The Wisdom of Intentional Ignorance

Don't look at your retirement account!

Given the cultural lip service in the United States to the importance of education, you might think that ignorance is uniformly undesirable. In principle, we should seek to improve our knowledge in all circumstances. However in recent months, with the disaster that has hit the global economy, ignorance may be more blissful than one would have thought.

Every time I look at my retirement account, mostly going down but sometimes bouncing up a tick with some new announcement, my anxiety tracks the inverse of the indices. On mentioning this to my colleagues, they all say the same thing: Just don't look at it. Clearly this seems like good advice for reducing anxiety but of course we are constantly bombarded by economic news every day suggesting that we better keep an eye on things. "Just don't look" seems like a kind of intentional ignorance on the order of the proverbial ostrich's head in the sand. Can it ever be wise to put blinders on?

When we think of wisdom we probably think of sage advice, insightful judicial rulings, and prescient public policy. We probably do not think about turning a blind eye to a disaster in the making. Can advice be wise when it leads to an act that is both self-serving and increases our ignorance?

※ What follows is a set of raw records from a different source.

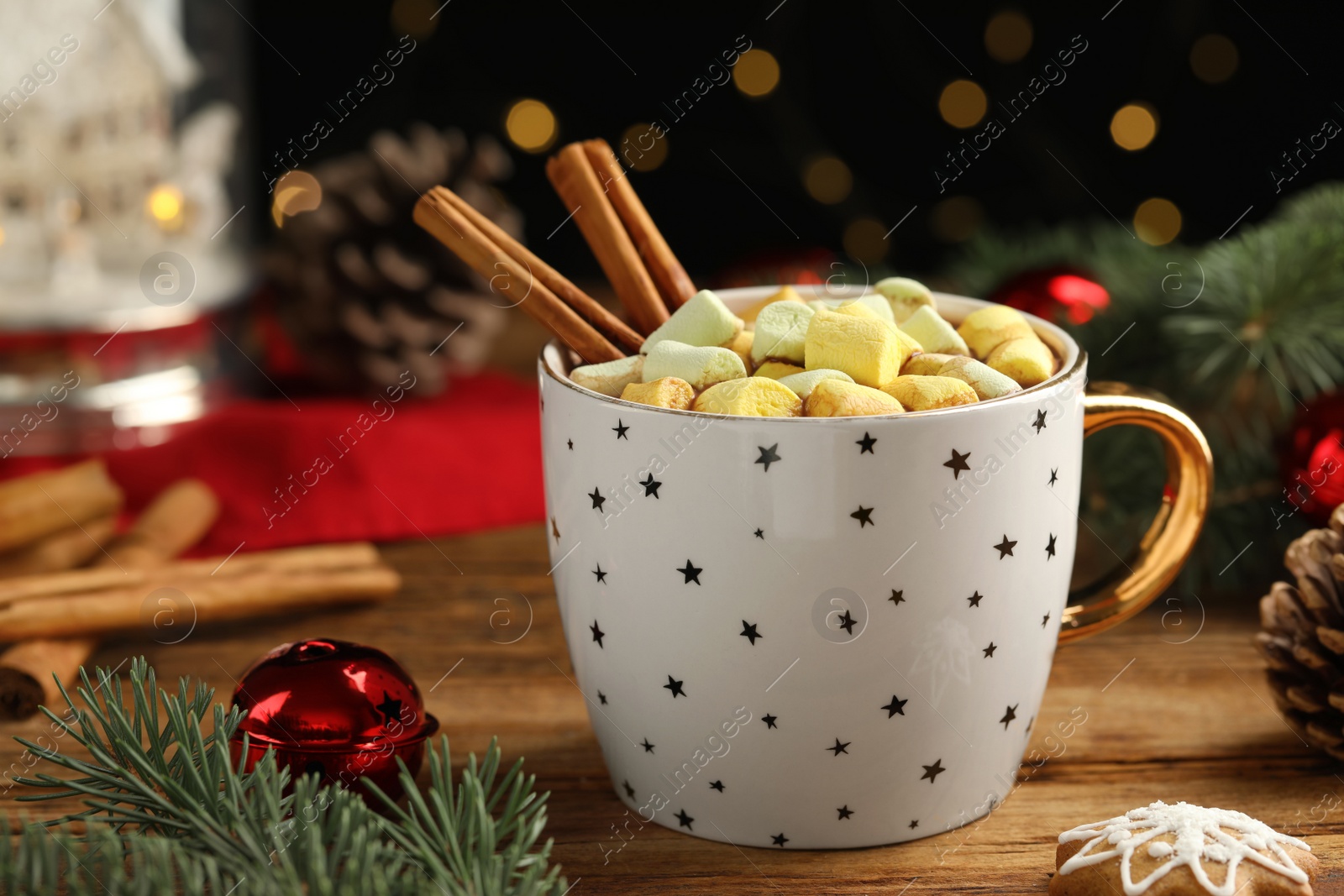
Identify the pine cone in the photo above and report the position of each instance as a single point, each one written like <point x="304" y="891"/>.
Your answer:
<point x="366" y="295"/>
<point x="1303" y="638"/>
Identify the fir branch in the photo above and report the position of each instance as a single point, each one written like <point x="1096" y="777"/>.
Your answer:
<point x="167" y="812"/>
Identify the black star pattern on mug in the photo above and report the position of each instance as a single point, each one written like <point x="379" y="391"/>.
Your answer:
<point x="691" y="573"/>
<point x="768" y="456"/>
<point x="390" y="710"/>
<point x="651" y="486"/>
<point x="897" y="707"/>
<point x="958" y="464"/>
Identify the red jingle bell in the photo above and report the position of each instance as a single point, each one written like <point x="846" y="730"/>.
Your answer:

If you have no control over an event and cannot take preemptive action, perhaps the ostrich method may be wise. The active choice to not look at something exerts cognitive control in a situation that otherwise offers few avenues of control. While this may seem like an illusion of control rather than real control, it is the exertion of will to execute an intentional action. The action is real and likely involves a sense of effort in the exertion of willpower akin to not eating an offered cupcake in the midst of a diet. Certainly it engages prefrontal regions of the brain involved in behavioral regulation and cognitive control. The sense of control in a situation with bad outcomes may be very important in avoiding a feeling of helplessness which may help in preventing depression.

On its face there seems to be no rational reason for intentional ignorance. But once you understand that there can be negative consequences for some kinds of information (that you cannot act on), that certain kinds of acts can become habitual even when bad for you, and that making choices to not engage in those acts can be beneficial, the reasons become clear. This kind of analysis, taking into account insight and foresight, longer term outcomes, and balancing cognitive and affective processes, may be what makes this an example of wisdom.